Gerade noch bist du in deiner gewohnten Routine. Der Tag beginnt, wie jeder andere und deine Schritte, die vor dir liegen sind im Groben vorgegeben, da du jeden Tag versuchst dich an die Gewohnheit zu klammern.
„Das habe ich schon immer so gemacht…“
Der Mensch ist ein Gewohnheitstier.
Doch in der Demenz gibt es oft diese Tage an dem ein „normaler“ Tag startet und nur Sekunden später scheint es, als sei das, was vor einem liegt ein völlig unbekannter Ort.
Panik und Angst macht sich breit.
Nichts scheint wie vorher gewesen zu sein.

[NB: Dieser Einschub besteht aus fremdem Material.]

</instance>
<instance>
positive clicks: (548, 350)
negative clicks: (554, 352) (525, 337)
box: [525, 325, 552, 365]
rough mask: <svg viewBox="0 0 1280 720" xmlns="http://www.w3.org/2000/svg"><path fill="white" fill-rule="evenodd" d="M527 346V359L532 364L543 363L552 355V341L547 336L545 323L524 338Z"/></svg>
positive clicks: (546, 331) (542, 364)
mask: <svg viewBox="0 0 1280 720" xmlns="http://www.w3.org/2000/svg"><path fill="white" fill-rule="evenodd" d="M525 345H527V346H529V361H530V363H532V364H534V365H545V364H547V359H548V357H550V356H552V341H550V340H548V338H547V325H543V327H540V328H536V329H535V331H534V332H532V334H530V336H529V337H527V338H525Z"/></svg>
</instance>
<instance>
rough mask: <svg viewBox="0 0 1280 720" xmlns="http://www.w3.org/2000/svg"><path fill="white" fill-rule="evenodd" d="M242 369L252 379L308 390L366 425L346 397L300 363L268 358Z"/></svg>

All die Menschen um einen herum… wo bin ich?... was soll ich hier an diesem Ort…
wer bin ich und wer bist du?
Verloren in einer Welt in der man sich eh mehr schlecht als recht bewegt.
Verwirrung wird zu einem Zustand, der sich täglich in den Gedanken widerspiegelt.
Die Demenz nimmt dir die Gewohnheit und lässt dich vergessen was dir einst wichtig war…
wer dir einst wichtig war.
Die Werte, welche du jahrelang weitergetragen hast, verschwinden in der ewigen Dunkelheit deiner Gedanken. Man verlangt von dir vernünftig zu handeln, so wie damals halt.
Damals…da wo die Demenz noch keinen Raum in deinem Leben hatte.
Damals als sie noch verborgen in dir schlummerte und langsam voran geschritten ist bis zu dem Tag, an dem du sie nicht mehr halten konntest.
Von dem Tag an hat sie angefangen dir deine Erinnerungen zu rauben.
Auch deine Gewohnheit wird angegriffen, da du oft nicht mehr unterscheiden kannst was war und was gerade ist.
Die Welt, in der du dich nun fortan bewegst, ist eine Welt, in der man nur schwer Platz findet. Nimmt man einmal Platz von außen ein, so erreicht man dich kurz auf einer emotionalen Seite und alles scheint normal.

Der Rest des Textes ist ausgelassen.